Je supplie mes frères de veiller au danger de voir les prédicateurs de réveil manifester eux-mêmes l’esprit de fanatisme. Lorsqu’ils subissent une forte opposition de la part de l’Eglise, du monde, ou des serviteurs de Dieu, ils se laissent quelquefois aller à faire des remarques fortement teintées d’amertume, ou qui paraissent tout au moins teintées d’amertume et de critique. On trouve parfois des indices et des traits de cet esprit dans les prédications et l’esprit d’hommes de bien. Satan semble profiter de certaines circonstances de leur vie pour injecter imperceptiblement dans leur esprit une touche d’amertume et de critique. Cela finit par colorer leurs prédications, leurs prières et leurs discours. Cela tend ensuite fortement à produire un état d’esprit fanatique chez ceux qui les admirent.

Des prédicateurs de réveil ont parfois subi une forte opposition de la part de serviteurs de Dieu, à tel point qu’ils ont été blessés et sont devenus quelque peu irritables. Dans cet état d’esprit, ils sont quelquefois allés jusqu’à prêcher et parler de ces serviteurs de Dieu d’une manière très critique.

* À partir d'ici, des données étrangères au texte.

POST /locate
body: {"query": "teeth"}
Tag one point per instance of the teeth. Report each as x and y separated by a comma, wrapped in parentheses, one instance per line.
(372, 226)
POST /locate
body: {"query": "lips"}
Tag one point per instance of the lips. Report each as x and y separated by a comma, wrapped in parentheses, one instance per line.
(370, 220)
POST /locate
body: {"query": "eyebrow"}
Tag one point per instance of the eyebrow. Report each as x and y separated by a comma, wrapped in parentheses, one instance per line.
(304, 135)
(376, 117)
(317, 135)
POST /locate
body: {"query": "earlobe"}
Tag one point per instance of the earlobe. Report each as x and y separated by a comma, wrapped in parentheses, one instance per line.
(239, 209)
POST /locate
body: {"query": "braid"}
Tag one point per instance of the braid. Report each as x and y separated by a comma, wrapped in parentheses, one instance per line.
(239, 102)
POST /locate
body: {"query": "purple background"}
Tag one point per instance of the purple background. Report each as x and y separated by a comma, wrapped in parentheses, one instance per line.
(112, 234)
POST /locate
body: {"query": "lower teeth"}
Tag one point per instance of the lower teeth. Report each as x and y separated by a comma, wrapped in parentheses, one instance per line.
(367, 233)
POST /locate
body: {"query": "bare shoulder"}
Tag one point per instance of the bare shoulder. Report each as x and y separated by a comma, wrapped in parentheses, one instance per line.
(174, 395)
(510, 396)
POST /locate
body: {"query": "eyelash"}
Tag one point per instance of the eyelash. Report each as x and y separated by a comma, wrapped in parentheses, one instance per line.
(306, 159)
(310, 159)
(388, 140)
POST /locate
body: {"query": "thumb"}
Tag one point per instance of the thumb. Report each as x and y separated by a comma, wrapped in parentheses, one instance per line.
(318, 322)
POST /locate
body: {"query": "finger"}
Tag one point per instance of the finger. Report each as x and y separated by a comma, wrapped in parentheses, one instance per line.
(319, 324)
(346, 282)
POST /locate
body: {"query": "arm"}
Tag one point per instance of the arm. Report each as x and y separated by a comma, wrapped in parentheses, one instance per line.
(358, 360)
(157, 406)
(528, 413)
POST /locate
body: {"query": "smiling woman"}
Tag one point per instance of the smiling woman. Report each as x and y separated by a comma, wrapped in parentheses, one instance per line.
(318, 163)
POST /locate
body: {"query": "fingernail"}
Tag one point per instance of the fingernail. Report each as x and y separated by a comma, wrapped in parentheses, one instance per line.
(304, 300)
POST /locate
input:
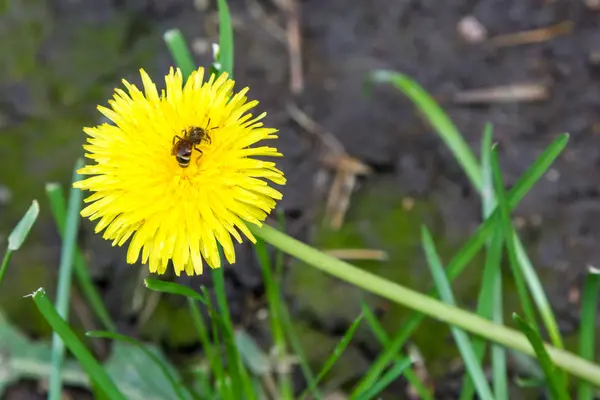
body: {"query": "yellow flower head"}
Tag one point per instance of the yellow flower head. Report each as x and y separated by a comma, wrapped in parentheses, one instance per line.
(175, 172)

Cela cause inévitablement de grands dommages aux réveils dans lesquels ils sont engagés. Cela se répand comme un feu parmi les chrétiens, en particulier parmi ceux qui sont sous leur influence directe. Cela tend à ôter du réveil l’esprit d’amour, pour y introduire un esprit de récrimination et d’amertume. Un esprit blessé et amer se manifeste alors chez ceux qui sont engagés dans l’oeuvre du Seigneur. Cela fait presque complètement disparaître la douceur, la bienveillance, l’amour fraternel et la sympathie profonde et compatissante que l’on doit éprouver pour Christ et Son Eglise.

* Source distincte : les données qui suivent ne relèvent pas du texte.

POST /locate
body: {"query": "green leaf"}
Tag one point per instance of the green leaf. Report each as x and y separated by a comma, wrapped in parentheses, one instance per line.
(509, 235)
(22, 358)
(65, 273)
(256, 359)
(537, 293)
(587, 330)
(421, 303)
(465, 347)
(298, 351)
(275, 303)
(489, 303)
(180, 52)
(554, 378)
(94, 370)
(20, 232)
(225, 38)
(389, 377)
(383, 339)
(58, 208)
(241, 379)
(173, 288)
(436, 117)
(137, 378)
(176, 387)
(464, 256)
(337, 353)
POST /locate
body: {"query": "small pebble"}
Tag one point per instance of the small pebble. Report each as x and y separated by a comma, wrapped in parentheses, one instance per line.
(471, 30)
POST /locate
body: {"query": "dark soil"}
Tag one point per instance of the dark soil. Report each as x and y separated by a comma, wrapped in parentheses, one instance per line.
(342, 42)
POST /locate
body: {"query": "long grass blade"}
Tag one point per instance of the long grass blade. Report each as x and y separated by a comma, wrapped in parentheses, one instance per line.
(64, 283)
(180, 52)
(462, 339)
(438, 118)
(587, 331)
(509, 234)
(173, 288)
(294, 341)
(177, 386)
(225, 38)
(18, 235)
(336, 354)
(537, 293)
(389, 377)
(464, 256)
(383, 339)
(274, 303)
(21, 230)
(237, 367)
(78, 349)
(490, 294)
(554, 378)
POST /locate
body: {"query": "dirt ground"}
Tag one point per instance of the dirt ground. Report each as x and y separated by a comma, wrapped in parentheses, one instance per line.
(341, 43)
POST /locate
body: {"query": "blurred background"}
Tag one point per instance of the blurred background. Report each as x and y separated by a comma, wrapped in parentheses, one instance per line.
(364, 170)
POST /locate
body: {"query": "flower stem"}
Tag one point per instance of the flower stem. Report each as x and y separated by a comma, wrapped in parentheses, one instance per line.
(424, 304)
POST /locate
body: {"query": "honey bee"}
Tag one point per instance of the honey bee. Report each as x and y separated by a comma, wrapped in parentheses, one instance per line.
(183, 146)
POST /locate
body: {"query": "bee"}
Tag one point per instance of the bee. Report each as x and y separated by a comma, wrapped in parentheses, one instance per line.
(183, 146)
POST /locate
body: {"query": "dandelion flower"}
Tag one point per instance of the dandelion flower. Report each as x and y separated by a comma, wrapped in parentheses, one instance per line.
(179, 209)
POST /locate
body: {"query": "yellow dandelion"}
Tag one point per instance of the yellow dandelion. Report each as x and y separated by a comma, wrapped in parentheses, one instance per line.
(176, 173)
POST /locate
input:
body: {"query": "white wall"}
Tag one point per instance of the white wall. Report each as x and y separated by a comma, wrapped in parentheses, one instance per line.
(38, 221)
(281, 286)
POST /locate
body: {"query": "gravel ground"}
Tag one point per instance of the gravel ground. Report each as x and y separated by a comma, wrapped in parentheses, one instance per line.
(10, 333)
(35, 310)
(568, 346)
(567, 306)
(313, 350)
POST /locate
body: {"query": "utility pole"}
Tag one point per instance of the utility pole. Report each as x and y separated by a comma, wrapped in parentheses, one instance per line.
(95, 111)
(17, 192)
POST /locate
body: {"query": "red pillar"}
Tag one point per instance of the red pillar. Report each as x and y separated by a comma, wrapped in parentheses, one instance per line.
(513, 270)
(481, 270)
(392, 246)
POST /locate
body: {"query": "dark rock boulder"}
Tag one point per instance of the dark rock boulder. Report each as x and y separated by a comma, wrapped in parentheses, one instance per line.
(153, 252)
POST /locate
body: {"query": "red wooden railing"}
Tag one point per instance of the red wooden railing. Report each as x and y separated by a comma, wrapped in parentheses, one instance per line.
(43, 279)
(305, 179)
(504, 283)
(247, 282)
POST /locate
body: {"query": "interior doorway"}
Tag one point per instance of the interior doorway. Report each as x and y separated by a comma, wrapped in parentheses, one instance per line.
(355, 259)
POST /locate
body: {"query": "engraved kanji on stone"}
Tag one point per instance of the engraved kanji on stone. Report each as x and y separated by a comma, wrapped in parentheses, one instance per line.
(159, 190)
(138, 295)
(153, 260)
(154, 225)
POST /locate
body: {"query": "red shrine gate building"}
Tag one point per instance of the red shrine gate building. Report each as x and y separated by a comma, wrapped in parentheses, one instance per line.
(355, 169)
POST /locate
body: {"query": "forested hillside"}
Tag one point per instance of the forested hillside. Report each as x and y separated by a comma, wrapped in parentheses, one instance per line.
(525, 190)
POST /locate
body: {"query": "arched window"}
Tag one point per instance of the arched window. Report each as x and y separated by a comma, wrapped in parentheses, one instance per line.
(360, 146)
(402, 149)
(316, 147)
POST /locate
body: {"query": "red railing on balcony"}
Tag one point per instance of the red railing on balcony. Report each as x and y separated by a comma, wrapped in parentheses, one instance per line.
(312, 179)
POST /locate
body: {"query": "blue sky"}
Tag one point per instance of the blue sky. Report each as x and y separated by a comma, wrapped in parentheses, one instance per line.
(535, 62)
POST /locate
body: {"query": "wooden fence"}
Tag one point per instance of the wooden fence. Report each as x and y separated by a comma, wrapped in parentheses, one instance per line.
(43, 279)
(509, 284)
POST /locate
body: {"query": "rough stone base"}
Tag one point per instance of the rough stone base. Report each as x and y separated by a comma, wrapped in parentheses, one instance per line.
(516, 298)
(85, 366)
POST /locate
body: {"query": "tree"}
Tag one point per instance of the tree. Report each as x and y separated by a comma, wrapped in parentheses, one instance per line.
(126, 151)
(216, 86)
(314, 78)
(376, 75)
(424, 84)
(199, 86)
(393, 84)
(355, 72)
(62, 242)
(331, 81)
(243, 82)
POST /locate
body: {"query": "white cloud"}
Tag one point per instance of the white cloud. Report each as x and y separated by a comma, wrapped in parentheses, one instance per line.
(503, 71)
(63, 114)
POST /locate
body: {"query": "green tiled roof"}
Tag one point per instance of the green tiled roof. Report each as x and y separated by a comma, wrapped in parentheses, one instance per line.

Si je ne m’abuse, les prédicateurs de réveil ont souvent commis de graves erreurs dans ce domaine. Cela a été parfois le cas de Whitefield, comme il le confesse lui-même. La conséquence fut celle que j’ai décrite. Tous ceux qui ont lu l’histoire des réveils conduits par son ministère le savent. Il n’y a pas un seul prédicateur de réveil contemporain qui n’ait plus ou moins commis d’erreurs dans ce domaine. Je suis certain que j’en ai aussi parfois commis. Et je ne connais pas un seul prédicateur de réveil, parmi ceux qui me viennent à l’esprit, auquel ne puisse pas s’appliquer cette remarque, dans une certaine mesure.

Lorsqu’une petite mesure de cet esprit se trouve présent chez un prédicateur de réveil, elle agira comme du levain, qui fera lever toute la pâte. Si l’on n’y remédie pas, elle parviendra tôt ou tard à modifier totalement la nature de l’excitation produite, jusqu’à ce qu’un pur réveil spirituel se transforme en parfait réveil du fanatisme. Cela peut se produire sans même que le prédicateur soupçonne la présence de cette tendance dans son esprit, sa prédication, ou son comportement. Lorsqu’il s’en rend compte, le mal est déjà trop avancé pour que l’on puisse y remédier.

Il me semble que les prédicateurs de réveil devraient être d’une parfaite honnêteté vis-à-vis d’eux-mêmes à ce propos. Ils doivent rester soigneusement sur leurs gardes, être indulgents, doux et conciliants dans leur façon de parler et de prêcher, surtout quand ils parlent de ceux qui s’opposent à leurs vues et à leurs décisions. Il vaut parfois mieux ne faire aucune remarque publique, quelle que soit l’opposition subie, et surtout ne faire jamais allusion à ceux qui nous combattent. Il ne faut jamais évoquer ou prier pour des pasteurs ou des chrétiens d’une manière propre à faire exploser les étincelles de fanatisme qui couvent dans de si nombreux coeurs.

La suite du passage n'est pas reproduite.